Search code examples
pythoncsvfor-loopiteratorpython-itertools

Iterator using itertools is skipping a line


I have the feeling that my question is related to Why does takewhile() skip the first line?

I haven't found satisfactory answers in there though.

My examples below use the following modules

import csv
from itertools import takewhile

Here is my problem. I have a csv file which I want to parse using itertools.

For instance, i want to separate the header from the content. This is spotted by the presence of a keyword in the first column.

Here is file.csv example

a, content
b, content
KEYWORD, something else
c, let's continue

The two first lines compose the header of the file. The KEYWORD line separates it from the content: the last line.

Even, if it is not properly part of the content, I want to parse the separation row.

with open('file.csv', 'rb') as f:
    reader = csv.reader(f)
    header = takewhile(lambda x: x[0] != 'KEYWORD', reader)
    for row in header:
        print(row)
    print('End of header')
    for row in reader:
        print(row)

I was not expecting this, but the KEYWORD line is skipped. As you will see in the following output:

['a', ' content']
['b', ' content']
End of header
['c', " let's continue"]

I have tried simulating the csv reader to see if it was coming from there. But apparently not. The following code produces the same behavior.

l = [['a', 'content'],
    ['b','content'],
    ['KEYWORD', 'something else'],
    ['c', "let's continue"]]

i = iter(l)
header = takewhile(lambda x: x[0] != 'KEYWORD', i)
for row in header:
    print(row)
print('End of header')
for row in i:
    print(row)

How can I do to use the feature of takewhile, while preventing the following for the skip the unparsed line ?

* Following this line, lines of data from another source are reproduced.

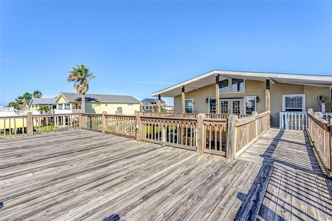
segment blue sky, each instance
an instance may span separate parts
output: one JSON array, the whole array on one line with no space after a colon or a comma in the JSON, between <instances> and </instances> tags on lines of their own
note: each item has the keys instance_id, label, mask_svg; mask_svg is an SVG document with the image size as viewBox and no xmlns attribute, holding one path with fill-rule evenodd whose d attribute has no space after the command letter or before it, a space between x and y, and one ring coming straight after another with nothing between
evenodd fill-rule
<instances>
[{"instance_id":1,"label":"blue sky","mask_svg":"<svg viewBox=\"0 0 332 221\"><path fill-rule=\"evenodd\" d=\"M212 69L331 75L332 1L0 1L0 106L24 92L156 90ZM167 99L168 103L172 99Z\"/></svg>"}]
</instances>

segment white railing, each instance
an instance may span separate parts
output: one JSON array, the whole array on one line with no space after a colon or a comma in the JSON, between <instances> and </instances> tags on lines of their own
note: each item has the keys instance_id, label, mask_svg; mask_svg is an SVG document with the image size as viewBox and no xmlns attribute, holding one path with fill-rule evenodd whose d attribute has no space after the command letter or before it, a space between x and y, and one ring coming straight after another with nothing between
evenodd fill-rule
<instances>
[{"instance_id":1,"label":"white railing","mask_svg":"<svg viewBox=\"0 0 332 221\"><path fill-rule=\"evenodd\" d=\"M306 112L280 112L280 129L306 131L307 127Z\"/></svg>"}]
</instances>

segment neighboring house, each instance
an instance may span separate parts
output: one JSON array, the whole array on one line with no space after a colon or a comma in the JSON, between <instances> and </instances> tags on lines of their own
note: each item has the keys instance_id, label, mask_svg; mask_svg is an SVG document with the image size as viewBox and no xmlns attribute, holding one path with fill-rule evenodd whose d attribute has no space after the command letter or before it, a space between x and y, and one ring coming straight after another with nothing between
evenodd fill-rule
<instances>
[{"instance_id":1,"label":"neighboring house","mask_svg":"<svg viewBox=\"0 0 332 221\"><path fill-rule=\"evenodd\" d=\"M57 105L55 104L55 98L32 98L29 100L25 100L24 104L27 104L25 106L26 110L39 110L39 108L43 106L48 106L52 110L55 109Z\"/></svg>"},{"instance_id":2,"label":"neighboring house","mask_svg":"<svg viewBox=\"0 0 332 221\"><path fill-rule=\"evenodd\" d=\"M140 101L131 96L86 94L85 111L88 113L133 115L140 111ZM81 95L62 92L55 99L57 110L78 110L81 106Z\"/></svg>"},{"instance_id":3,"label":"neighboring house","mask_svg":"<svg viewBox=\"0 0 332 221\"><path fill-rule=\"evenodd\" d=\"M170 112L172 112L172 111L174 111L174 106L170 106L170 105L167 105L166 106L166 107L165 108L165 109L167 111L170 111Z\"/></svg>"},{"instance_id":4,"label":"neighboring house","mask_svg":"<svg viewBox=\"0 0 332 221\"><path fill-rule=\"evenodd\" d=\"M160 100L161 110L165 110L166 103ZM145 98L140 102L140 111L158 111L158 99Z\"/></svg>"},{"instance_id":5,"label":"neighboring house","mask_svg":"<svg viewBox=\"0 0 332 221\"><path fill-rule=\"evenodd\" d=\"M24 107L24 109L28 109L30 100L30 99L24 99L24 101L23 102L23 106Z\"/></svg>"},{"instance_id":6,"label":"neighboring house","mask_svg":"<svg viewBox=\"0 0 332 221\"><path fill-rule=\"evenodd\" d=\"M176 113L183 106L189 113L236 115L270 108L272 126L278 126L281 111L320 111L324 104L331 112L331 88L332 76L212 70L151 95L174 97Z\"/></svg>"}]
</instances>

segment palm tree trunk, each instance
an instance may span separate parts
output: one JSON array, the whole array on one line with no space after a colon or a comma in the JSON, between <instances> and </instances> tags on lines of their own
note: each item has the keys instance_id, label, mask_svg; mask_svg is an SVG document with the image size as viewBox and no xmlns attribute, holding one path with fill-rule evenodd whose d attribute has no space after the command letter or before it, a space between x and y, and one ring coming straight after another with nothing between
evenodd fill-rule
<instances>
[{"instance_id":1,"label":"palm tree trunk","mask_svg":"<svg viewBox=\"0 0 332 221\"><path fill-rule=\"evenodd\" d=\"M81 111L85 113L85 94L82 94Z\"/></svg>"}]
</instances>

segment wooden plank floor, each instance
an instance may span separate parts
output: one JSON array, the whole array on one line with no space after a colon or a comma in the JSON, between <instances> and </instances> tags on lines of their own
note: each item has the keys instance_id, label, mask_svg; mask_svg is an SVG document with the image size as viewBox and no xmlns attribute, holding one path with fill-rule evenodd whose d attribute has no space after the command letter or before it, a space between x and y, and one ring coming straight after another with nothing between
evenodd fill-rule
<instances>
[{"instance_id":1,"label":"wooden plank floor","mask_svg":"<svg viewBox=\"0 0 332 221\"><path fill-rule=\"evenodd\" d=\"M331 186L301 131L237 160L82 130L0 140L1 220L331 220Z\"/></svg>"},{"instance_id":2,"label":"wooden plank floor","mask_svg":"<svg viewBox=\"0 0 332 221\"><path fill-rule=\"evenodd\" d=\"M0 220L230 220L261 167L82 130L1 140Z\"/></svg>"},{"instance_id":3,"label":"wooden plank floor","mask_svg":"<svg viewBox=\"0 0 332 221\"><path fill-rule=\"evenodd\" d=\"M273 167L259 220L332 220L332 184L306 132L271 128L240 160Z\"/></svg>"}]
</instances>

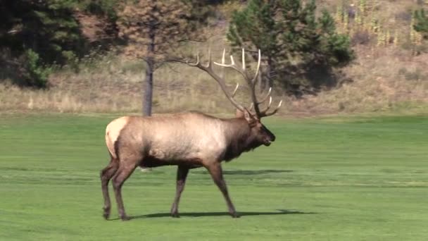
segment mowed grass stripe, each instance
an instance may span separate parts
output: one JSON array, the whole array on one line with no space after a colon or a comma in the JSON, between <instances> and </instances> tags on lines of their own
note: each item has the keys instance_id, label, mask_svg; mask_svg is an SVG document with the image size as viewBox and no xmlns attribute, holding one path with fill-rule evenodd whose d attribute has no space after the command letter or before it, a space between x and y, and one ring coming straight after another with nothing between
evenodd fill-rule
<instances>
[{"instance_id":1,"label":"mowed grass stripe","mask_svg":"<svg viewBox=\"0 0 428 241\"><path fill-rule=\"evenodd\" d=\"M0 116L0 240L428 237L428 117L267 119L277 141L223 165L241 218L227 215L203 169L189 173L182 218L170 218L176 171L165 167L125 183L130 222L101 217L111 118Z\"/></svg>"}]
</instances>

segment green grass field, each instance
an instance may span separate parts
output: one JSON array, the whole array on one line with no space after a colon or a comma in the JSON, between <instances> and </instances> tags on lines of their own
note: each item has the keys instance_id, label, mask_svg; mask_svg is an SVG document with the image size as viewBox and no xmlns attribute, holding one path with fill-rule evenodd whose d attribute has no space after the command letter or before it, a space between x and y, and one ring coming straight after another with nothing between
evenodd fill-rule
<instances>
[{"instance_id":1,"label":"green grass field","mask_svg":"<svg viewBox=\"0 0 428 241\"><path fill-rule=\"evenodd\" d=\"M428 240L428 117L267 120L277 135L224 163L241 218L207 172L169 210L175 168L136 171L130 216L101 216L104 128L113 117L0 113L0 240Z\"/></svg>"}]
</instances>

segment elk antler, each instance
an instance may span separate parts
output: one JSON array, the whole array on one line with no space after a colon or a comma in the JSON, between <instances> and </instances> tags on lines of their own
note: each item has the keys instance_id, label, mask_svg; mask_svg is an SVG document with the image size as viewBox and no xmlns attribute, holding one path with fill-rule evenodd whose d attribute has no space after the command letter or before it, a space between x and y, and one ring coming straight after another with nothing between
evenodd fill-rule
<instances>
[{"instance_id":1,"label":"elk antler","mask_svg":"<svg viewBox=\"0 0 428 241\"><path fill-rule=\"evenodd\" d=\"M258 101L257 99L257 95L256 94L256 83L257 82L257 80L258 80L258 75L260 74L260 63L261 63L261 54L260 54L260 49L258 50L258 59L257 61L257 68L256 70L256 74L254 75L254 76L253 78L251 78L248 76L248 73L246 72L246 70L245 51L244 49L242 49L242 62L241 62L242 65L240 66L235 63L235 61L233 59L233 56L232 55L230 56L231 63L226 64L225 63L225 54L226 54L226 49L223 49L222 63L213 62L213 61L211 60L211 51L210 51L210 49L208 49L208 63L206 64L206 66L203 66L201 63L200 59L199 59L199 54L198 54L196 56L196 63L189 63L189 61L187 61L187 64L189 64L191 66L197 67L197 68L204 70L205 72L208 73L210 75L211 75L211 77L213 77L215 80L215 81L217 81L217 82L219 83L220 87L222 88L222 89L223 90L225 94L226 94L226 97L227 97L227 99L229 99L229 100L232 102L232 104L233 104L233 105L235 106L235 107L237 107L239 110L244 111L245 108L242 105L239 104L237 101L235 101L234 99L233 99L237 91L238 90L238 88L239 87L239 85L237 84L237 86L235 87L235 89L234 89L232 94L232 95L229 94L226 89L226 85L225 85L225 78L224 78L224 75L222 75L221 77L220 75L217 75L213 70L212 66L213 66L213 63L214 63L218 66L225 67L225 68L230 68L235 70L236 71L239 73L244 77L244 79L245 80L246 83L248 85L248 87L250 87L251 94L251 101L252 101L251 106L250 107L250 110L251 110L253 107L254 111L256 111L256 116L258 118L260 118L265 117L265 116L272 116L272 115L275 114L275 113L277 113L277 111L278 111L278 109L281 106L281 104L282 104L282 100L281 100L279 101L279 104L278 104L278 106L275 108L275 109L273 111L272 111L270 113L268 113L268 111L270 109L270 105L272 104L272 97L270 96L270 92L272 92L271 87L269 88L268 93L263 98L262 98L261 101ZM266 101L266 100L268 100L268 99L269 99L269 103L268 103L267 107L264 110L260 111L259 105L260 104Z\"/></svg>"},{"instance_id":2,"label":"elk antler","mask_svg":"<svg viewBox=\"0 0 428 241\"><path fill-rule=\"evenodd\" d=\"M223 56L223 61L224 61L224 56ZM213 61L211 60L211 50L210 49L208 49L208 63L206 64L206 66L204 66L202 63L201 63L201 61L199 59L199 54L198 54L196 55L196 63L189 63L189 61L187 61L187 64L191 66L197 67L197 68L203 70L203 71L208 73L210 75L211 75L211 77L213 78L214 80L215 80L215 81L217 81L217 82L220 85L220 87L222 88L222 90L223 91L223 92L225 92L225 94L226 94L226 97L227 97L227 99L229 99L230 102L232 102L232 104L234 106L235 106L235 107L237 107L237 109L238 109L239 111L244 111L244 109L245 109L244 107L242 105L241 105L239 103L238 103L234 99L233 99L235 94L237 93L237 90L238 90L238 87L239 87L239 84L237 83L237 87L235 87L235 89L234 90L232 94L229 94L229 92L227 92L224 75L222 75L222 76L220 77L220 75L216 74L214 72L214 70L213 70Z\"/></svg>"},{"instance_id":3,"label":"elk antler","mask_svg":"<svg viewBox=\"0 0 428 241\"><path fill-rule=\"evenodd\" d=\"M258 49L257 68L256 69L256 73L254 74L254 76L253 78L249 77L248 75L248 73L246 71L245 50L244 49L242 49L242 62L241 62L242 66L239 66L238 64L237 64L235 63L235 61L233 59L233 56L232 55L230 56L231 63L225 64L225 51L226 51L225 49L224 49L223 50L223 57L222 58L222 63L218 63L214 62L214 63L219 66L232 68L232 69L237 70L238 73L239 73L244 77L244 79L245 80L246 83L248 85L248 87L250 87L251 92L251 101L253 103L251 104L250 109L251 109L253 107L254 111L256 111L256 116L259 118L260 118L262 117L265 117L265 116L272 116L272 115L275 114L275 113L277 113L277 111L278 111L278 109L279 109L279 107L281 107L281 104L282 104L282 100L281 100L279 101L279 103L278 104L278 106L275 108L275 110L273 110L273 111L272 111L270 113L268 113L268 111L270 109L270 106L272 104L272 97L270 96L270 92L272 92L272 87L269 88L268 93L263 98L262 98L262 99L260 101L258 101L257 99L257 95L256 94L256 83L257 82L257 80L259 80L258 76L260 74L260 63L261 63L261 54L260 54L260 49ZM264 110L260 110L259 105L262 103L264 103L266 100L268 100L268 99L269 99L269 103L268 104L268 106Z\"/></svg>"}]
</instances>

As I have understood, the first for calls for next on the iterator, to test its content. The second calls for next once again, to gather the value. And the separation row is hence skipped.


Solution

  • Thanks to @jonrsharpe, I came to question myself on some trick to code. Here is what I reached :

    class RewindableFile(file):
        def __init__(self, *args, **kwargs):
            nb_backup = kwargs.pop('nb_backup', 1)
            super(RewindableFile, self).__init__(*args, **kwargs)
            self._nb_backup = nb_backup
            self._backups = []
            self._time_anchor = 0
    
        def next(self):
            if self._time_anchor >= 0:
                item = super(RewindableFile, self).next()
                self._backup(item)
                return item
            else:
                item = self._forward()
                return item
    
        def rewind(self):
            self._time_anchor = self._time_anchor - 1
            time_bound = min(self._nb_backup, len(self._backups))
            if self._time_anchor < -time_bound:
                raise Exception('You have gone too far in history...')
    
        def __iter__(self):
            return self
    
        def _backup(self, row):
            self._backups.append(row)
            extra_items = len(self._backups) - self._nb_backup
            if extra_items > 0:
                del self._backups[0:extra_items]
    
        def _forward(self):
            item = self._backups[self._time_anchor]
            self._time_anchor = self._time_anchor + 1
            return item
    

    And how I use it :

    with RewindableFile('csv.csv', 'rb') as f:
        def test_kwd_and_rewind(x):
            if x[0] != 'KEYWORD':
                return True
            else:
                f.rewind()
                return False
    
        reader = csv.reader(f)
        header = takewhile(test_kwd_and_rewind, reader)
        for row in header:
            print(row)
        print('End of header')
        for row in reader:
            print(row)
    

    I could have also overload read and readline functions to save the jump. But I don't need them here.